# Where Did The Hebrew Slaves Get Their Weapons From?



## solarbard (Dec 16, 2020)

I was reading the Bible last night (don't worry, I haven't "got religion" I'm still as Pagan as a Yuletide wreath), and some logistical problems occurred to me when it came to the Conquest of Canaan.

Now, despite what the Hebrews would say a few centuries later that they were "never slaves to anyone" (John 8:33, but let's open that can of worms later), they were slaves to the Egyptians. Now, as far as I know, slaves were not given military training nor weapons and certainly not armor, but within 40 years (an obscenely long time to get from Egypt to Israel), this ragtag band of slaves somehow managed to forge weapons and armor and conquer all of Canaan. Several logistical issues Captain Joshua had to deal with:

1. Who made these weapons? And who knew how to make weapons in this band of uneducated slaves?

2. How did this tiny group of Hebrew slaves overwhelm several well-fortified kingdoms?

3. What was the Ark of the Covenant and was the trumpets that brought down Jericho some sort of vibrational weapon?

4. Why did it take 40 years to get from Egypt to Israel?


----------



## Potato (Dec 16, 2020)

If you're going to accept the story as written in the bible then you have to accept that "god" is the answer to all questions. If god was in direct communication with Moses then he could have taught them anything. All they had to do was put the ark at the front of the marching columns and all enemies were vanquished. It took 40 years because god essentially directionally confused/blinded them until the last of the disobedient followers were dead and then allowed them to enter into the land. 

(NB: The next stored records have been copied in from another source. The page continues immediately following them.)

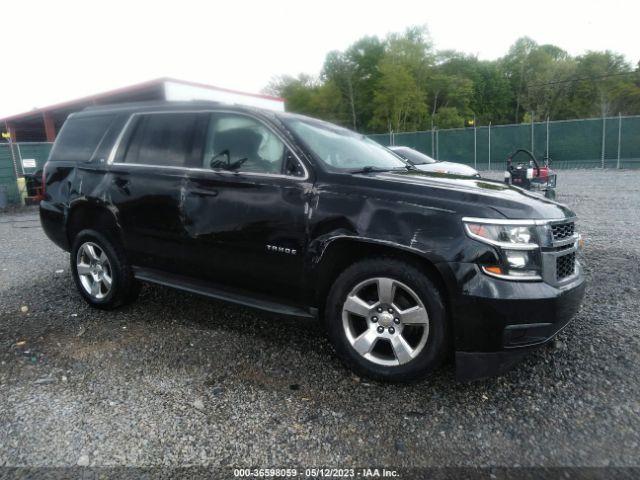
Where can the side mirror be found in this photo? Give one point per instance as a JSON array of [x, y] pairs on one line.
[[292, 166], [222, 159]]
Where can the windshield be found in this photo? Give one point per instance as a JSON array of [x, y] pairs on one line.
[[414, 156], [343, 149]]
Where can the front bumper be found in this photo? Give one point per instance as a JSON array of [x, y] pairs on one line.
[[497, 322]]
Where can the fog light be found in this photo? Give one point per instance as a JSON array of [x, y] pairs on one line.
[[517, 258], [493, 269]]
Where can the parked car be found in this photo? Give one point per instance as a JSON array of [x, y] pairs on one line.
[[427, 164], [300, 217]]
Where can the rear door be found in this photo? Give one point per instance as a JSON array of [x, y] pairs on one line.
[[147, 179], [245, 207]]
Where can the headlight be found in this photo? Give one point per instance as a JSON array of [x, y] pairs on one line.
[[517, 247]]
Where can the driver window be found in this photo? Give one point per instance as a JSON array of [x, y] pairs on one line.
[[240, 143]]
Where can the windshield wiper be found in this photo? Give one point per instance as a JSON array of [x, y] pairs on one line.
[[369, 169]]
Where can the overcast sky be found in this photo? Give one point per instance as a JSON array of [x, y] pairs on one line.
[[59, 50]]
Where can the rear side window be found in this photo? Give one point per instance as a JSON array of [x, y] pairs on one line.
[[163, 139], [79, 138]]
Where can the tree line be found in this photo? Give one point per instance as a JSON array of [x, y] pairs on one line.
[[402, 83]]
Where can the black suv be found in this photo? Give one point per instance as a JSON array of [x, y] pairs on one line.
[[300, 217]]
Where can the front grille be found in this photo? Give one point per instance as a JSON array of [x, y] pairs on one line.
[[561, 231], [565, 266]]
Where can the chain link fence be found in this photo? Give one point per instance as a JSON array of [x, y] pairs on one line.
[[611, 142]]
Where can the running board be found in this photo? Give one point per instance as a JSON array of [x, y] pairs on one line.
[[188, 284]]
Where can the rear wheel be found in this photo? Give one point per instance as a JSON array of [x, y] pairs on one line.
[[387, 321], [101, 271]]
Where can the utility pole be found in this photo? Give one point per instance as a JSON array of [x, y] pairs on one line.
[[433, 145], [532, 113], [604, 125], [489, 145], [547, 137], [475, 143]]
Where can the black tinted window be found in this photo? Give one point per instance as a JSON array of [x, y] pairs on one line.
[[79, 138], [241, 143], [163, 139]]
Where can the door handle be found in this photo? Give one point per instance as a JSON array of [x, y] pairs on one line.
[[203, 193], [120, 182]]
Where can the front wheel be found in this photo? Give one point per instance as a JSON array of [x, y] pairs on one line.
[[387, 321]]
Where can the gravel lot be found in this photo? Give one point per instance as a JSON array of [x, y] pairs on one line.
[[176, 379]]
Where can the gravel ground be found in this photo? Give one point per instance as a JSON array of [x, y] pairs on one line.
[[176, 379]]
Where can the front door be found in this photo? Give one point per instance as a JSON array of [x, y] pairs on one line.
[[245, 208]]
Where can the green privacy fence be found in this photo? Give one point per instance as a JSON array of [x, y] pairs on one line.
[[611, 142], [16, 160]]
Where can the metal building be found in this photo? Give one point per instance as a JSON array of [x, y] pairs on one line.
[[27, 137]]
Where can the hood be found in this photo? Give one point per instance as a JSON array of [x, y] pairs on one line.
[[449, 167], [468, 196]]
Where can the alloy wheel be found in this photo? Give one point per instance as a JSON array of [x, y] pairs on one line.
[[94, 270], [385, 321]]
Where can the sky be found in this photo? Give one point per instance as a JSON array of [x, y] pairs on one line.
[[55, 51]]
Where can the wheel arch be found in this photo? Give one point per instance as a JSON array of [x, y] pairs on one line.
[[84, 214], [340, 252]]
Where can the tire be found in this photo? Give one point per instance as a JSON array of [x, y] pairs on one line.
[[122, 288], [392, 361]]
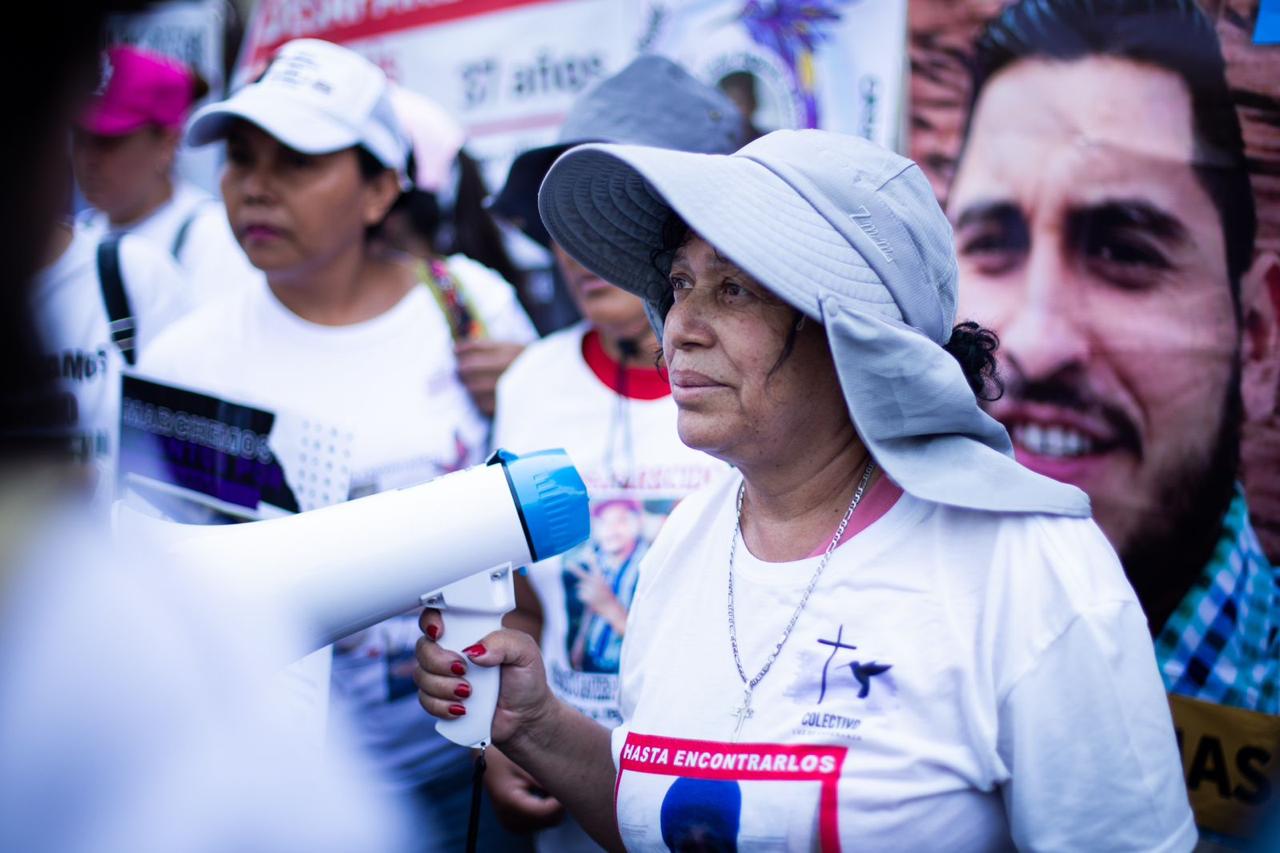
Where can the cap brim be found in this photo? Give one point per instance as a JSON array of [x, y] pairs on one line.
[[298, 127], [517, 200], [606, 205]]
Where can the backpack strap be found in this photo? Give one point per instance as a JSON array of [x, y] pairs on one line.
[[119, 315], [465, 323]]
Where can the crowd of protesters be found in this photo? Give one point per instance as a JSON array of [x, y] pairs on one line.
[[860, 574]]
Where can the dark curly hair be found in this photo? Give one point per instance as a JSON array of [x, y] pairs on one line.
[[970, 345], [974, 347]]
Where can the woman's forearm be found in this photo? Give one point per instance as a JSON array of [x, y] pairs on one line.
[[571, 756]]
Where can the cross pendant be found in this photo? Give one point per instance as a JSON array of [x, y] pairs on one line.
[[743, 714]]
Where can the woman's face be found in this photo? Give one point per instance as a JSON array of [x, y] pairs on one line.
[[722, 342], [293, 211], [124, 176]]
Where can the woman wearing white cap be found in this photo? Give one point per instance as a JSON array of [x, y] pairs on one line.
[[956, 665], [346, 332]]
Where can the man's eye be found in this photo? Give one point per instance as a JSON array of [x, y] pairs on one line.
[[991, 251], [1125, 252]]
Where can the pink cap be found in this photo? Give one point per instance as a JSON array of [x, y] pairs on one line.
[[140, 89]]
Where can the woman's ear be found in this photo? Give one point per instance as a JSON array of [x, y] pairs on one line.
[[380, 194]]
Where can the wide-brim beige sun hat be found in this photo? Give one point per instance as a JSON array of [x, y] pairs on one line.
[[850, 235]]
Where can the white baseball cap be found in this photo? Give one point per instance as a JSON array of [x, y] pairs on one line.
[[315, 97]]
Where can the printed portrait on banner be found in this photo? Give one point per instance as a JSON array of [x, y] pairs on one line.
[[1111, 172]]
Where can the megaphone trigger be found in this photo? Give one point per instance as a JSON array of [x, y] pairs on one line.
[[474, 609]]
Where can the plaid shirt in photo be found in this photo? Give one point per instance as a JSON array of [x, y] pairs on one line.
[[1220, 644]]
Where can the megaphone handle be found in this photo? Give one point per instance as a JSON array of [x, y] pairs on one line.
[[462, 629]]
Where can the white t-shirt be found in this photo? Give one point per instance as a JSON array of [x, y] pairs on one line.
[[72, 320], [959, 680], [165, 742], [391, 382], [192, 227], [635, 469]]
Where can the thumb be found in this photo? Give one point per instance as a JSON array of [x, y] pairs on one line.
[[503, 647]]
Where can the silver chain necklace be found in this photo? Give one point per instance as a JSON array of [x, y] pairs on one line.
[[744, 711]]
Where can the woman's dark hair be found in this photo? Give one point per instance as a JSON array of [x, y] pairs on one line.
[[974, 347], [370, 168], [475, 233]]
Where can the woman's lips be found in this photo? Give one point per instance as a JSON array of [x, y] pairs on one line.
[[689, 386], [260, 233]]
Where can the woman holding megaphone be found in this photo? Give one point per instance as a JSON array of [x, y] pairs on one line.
[[878, 632]]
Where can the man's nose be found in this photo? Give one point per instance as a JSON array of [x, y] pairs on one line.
[[1048, 331]]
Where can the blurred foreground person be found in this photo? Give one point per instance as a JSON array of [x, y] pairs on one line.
[[155, 742], [967, 669], [124, 149]]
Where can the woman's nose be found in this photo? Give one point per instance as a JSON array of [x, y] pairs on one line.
[[689, 323]]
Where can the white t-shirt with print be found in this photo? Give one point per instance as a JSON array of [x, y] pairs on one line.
[[959, 680], [209, 252], [71, 318], [392, 383], [635, 469]]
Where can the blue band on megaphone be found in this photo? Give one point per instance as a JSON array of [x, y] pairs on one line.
[[551, 498]]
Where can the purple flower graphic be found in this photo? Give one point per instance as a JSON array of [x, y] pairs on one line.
[[794, 30]]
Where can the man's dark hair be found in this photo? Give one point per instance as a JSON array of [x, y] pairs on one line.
[[1174, 35]]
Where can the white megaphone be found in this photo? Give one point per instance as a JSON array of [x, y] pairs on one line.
[[449, 543]]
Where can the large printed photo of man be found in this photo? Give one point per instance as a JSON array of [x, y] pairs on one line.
[[1091, 158]]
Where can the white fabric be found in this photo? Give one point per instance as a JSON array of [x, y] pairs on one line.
[[72, 322], [657, 470], [653, 469], [494, 300], [160, 738], [392, 383], [210, 256], [1011, 694]]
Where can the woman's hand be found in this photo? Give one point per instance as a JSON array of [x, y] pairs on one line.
[[524, 698], [519, 801]]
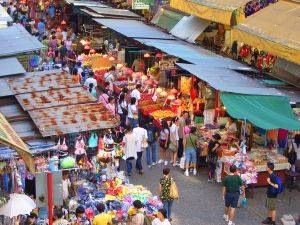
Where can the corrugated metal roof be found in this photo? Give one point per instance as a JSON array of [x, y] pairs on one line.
[[4, 16], [85, 3], [107, 11], [189, 28], [51, 98], [134, 29], [54, 80], [229, 80], [10, 66], [72, 118], [16, 39]]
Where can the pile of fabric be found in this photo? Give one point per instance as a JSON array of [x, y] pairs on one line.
[[245, 167], [117, 195]]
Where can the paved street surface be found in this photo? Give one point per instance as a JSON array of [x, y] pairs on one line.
[[200, 202]]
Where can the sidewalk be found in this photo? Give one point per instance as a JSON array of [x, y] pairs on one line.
[[200, 202]]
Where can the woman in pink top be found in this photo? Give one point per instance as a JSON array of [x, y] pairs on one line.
[[111, 106], [103, 97], [187, 127]]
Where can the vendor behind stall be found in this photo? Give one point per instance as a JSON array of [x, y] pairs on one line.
[[231, 126]]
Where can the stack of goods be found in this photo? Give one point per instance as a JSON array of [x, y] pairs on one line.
[[162, 114], [261, 156], [246, 168], [118, 196]]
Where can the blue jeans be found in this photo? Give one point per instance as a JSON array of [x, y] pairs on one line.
[[133, 122], [152, 150], [167, 206], [129, 165], [190, 156], [138, 164]]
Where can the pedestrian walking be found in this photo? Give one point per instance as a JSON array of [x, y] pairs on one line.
[[152, 149], [111, 106], [161, 218], [141, 139], [190, 142], [132, 113], [164, 141], [102, 218], [122, 109], [232, 185], [129, 141], [212, 157], [174, 139], [182, 119], [136, 93], [294, 153], [272, 193], [164, 191]]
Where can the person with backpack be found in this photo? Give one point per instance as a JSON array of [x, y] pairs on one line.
[[232, 184], [294, 153], [152, 149], [275, 187]]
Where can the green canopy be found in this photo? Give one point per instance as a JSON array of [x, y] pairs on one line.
[[265, 111], [168, 19]]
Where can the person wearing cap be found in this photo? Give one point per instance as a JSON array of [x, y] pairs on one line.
[[80, 217], [102, 218], [136, 93], [212, 157], [161, 218], [139, 216]]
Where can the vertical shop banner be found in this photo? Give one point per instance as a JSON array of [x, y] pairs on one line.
[[139, 4], [42, 189], [10, 138]]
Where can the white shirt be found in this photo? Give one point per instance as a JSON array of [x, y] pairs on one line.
[[61, 222], [136, 94], [131, 110], [90, 80], [123, 105], [174, 133], [231, 128], [158, 222], [164, 134], [66, 185], [129, 148], [140, 135]]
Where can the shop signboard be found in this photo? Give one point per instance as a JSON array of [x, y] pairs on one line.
[[138, 5], [42, 189], [167, 63], [10, 138]]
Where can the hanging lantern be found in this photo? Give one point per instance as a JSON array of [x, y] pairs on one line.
[[147, 55], [86, 47], [158, 55]]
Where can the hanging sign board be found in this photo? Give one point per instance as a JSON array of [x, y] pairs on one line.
[[10, 138]]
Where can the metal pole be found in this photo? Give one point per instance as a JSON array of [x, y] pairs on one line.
[[50, 197]]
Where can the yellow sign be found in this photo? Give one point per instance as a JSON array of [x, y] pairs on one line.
[[10, 138]]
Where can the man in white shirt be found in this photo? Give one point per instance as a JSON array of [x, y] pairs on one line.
[[141, 140], [90, 79], [136, 93]]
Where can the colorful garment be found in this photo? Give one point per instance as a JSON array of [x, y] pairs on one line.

If you want to speculate on all potential real world answers then the field is wide open.


----------



## EUAFU (Dec 16, 2020)

The answer  is very simple: this whole story about Egypt is that:

1- the Hebrews were not really slaves, they simply invaded Egypt to feed their flocks and had to pay for this benefit by working on local works and / or paying taxes due to land use. Egypt was the breadbasket of the region, when harvests were bad, everyone ran to the country of the pharaohs.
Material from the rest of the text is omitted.